The publication in detail:

Philipp Wiesner, Ilja Behnke, Dominik Scheinert, Kordian Gontarska, Lauritz Thamsen: Let’s Wait Awhile: How Temporal Workload Shifting Can Reduce Carbon Emissions in the Cloud. Middleware 2021, to appear
Preprint [PDF]

Depending on energy sources and demand, the carbon intensity of the public power grid fluctuates over time. Exploiting this variability is an important factor in reducing the emissions caused by datacenters. However, regional differences in the availability of low-carbon energy sources make it hard to provide general best practices for when to consume electricity. Moreover, existing research in this domain focuses mostly on carbon-aware workload migration across geo-distributed data centers, or addresses demand response purely from the perspective of power grid stability and costs.

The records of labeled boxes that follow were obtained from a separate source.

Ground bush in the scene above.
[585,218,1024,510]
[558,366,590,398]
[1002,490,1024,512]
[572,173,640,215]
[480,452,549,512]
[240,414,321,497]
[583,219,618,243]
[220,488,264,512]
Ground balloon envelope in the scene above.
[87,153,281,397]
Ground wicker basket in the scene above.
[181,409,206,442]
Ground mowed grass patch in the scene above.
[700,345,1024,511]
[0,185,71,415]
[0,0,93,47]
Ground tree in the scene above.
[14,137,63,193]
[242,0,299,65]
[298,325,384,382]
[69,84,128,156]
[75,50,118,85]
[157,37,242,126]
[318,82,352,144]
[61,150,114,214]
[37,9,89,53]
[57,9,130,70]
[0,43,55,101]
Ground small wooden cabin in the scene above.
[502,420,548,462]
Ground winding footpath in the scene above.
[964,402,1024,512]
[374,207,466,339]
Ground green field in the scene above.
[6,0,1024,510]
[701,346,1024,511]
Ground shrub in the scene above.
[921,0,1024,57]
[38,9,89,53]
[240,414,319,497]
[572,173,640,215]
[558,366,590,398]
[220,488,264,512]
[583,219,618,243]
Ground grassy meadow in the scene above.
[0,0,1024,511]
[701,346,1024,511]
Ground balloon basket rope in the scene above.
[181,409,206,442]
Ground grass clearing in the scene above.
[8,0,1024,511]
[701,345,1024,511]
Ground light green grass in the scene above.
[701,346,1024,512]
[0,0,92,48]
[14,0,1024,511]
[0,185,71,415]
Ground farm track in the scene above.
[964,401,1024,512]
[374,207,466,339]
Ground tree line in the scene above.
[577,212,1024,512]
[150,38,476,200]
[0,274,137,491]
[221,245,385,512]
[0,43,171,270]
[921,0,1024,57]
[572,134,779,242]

In this paper, we examine the potential impact of shifting computational workloads towards times where the energy supply is
expected to be less carbon-intensive. To this end, we identify characteristics of delay-tolerant workloads and analyze the potential
for temporal workload shifting in Germany, Great Britain, France, and California over the year 2020. Furthermore, we experimentally evaluate two workload shifting scenarios in a simulation to investigate the influence of time constraints, scheduling strategies, and the accuracy of carbon intensity forecasts. To accelerate research in the domain of carbon-aware computing and to support the evaluation of novel scheduling algorithms, our simulation framework and datasets are publicly available.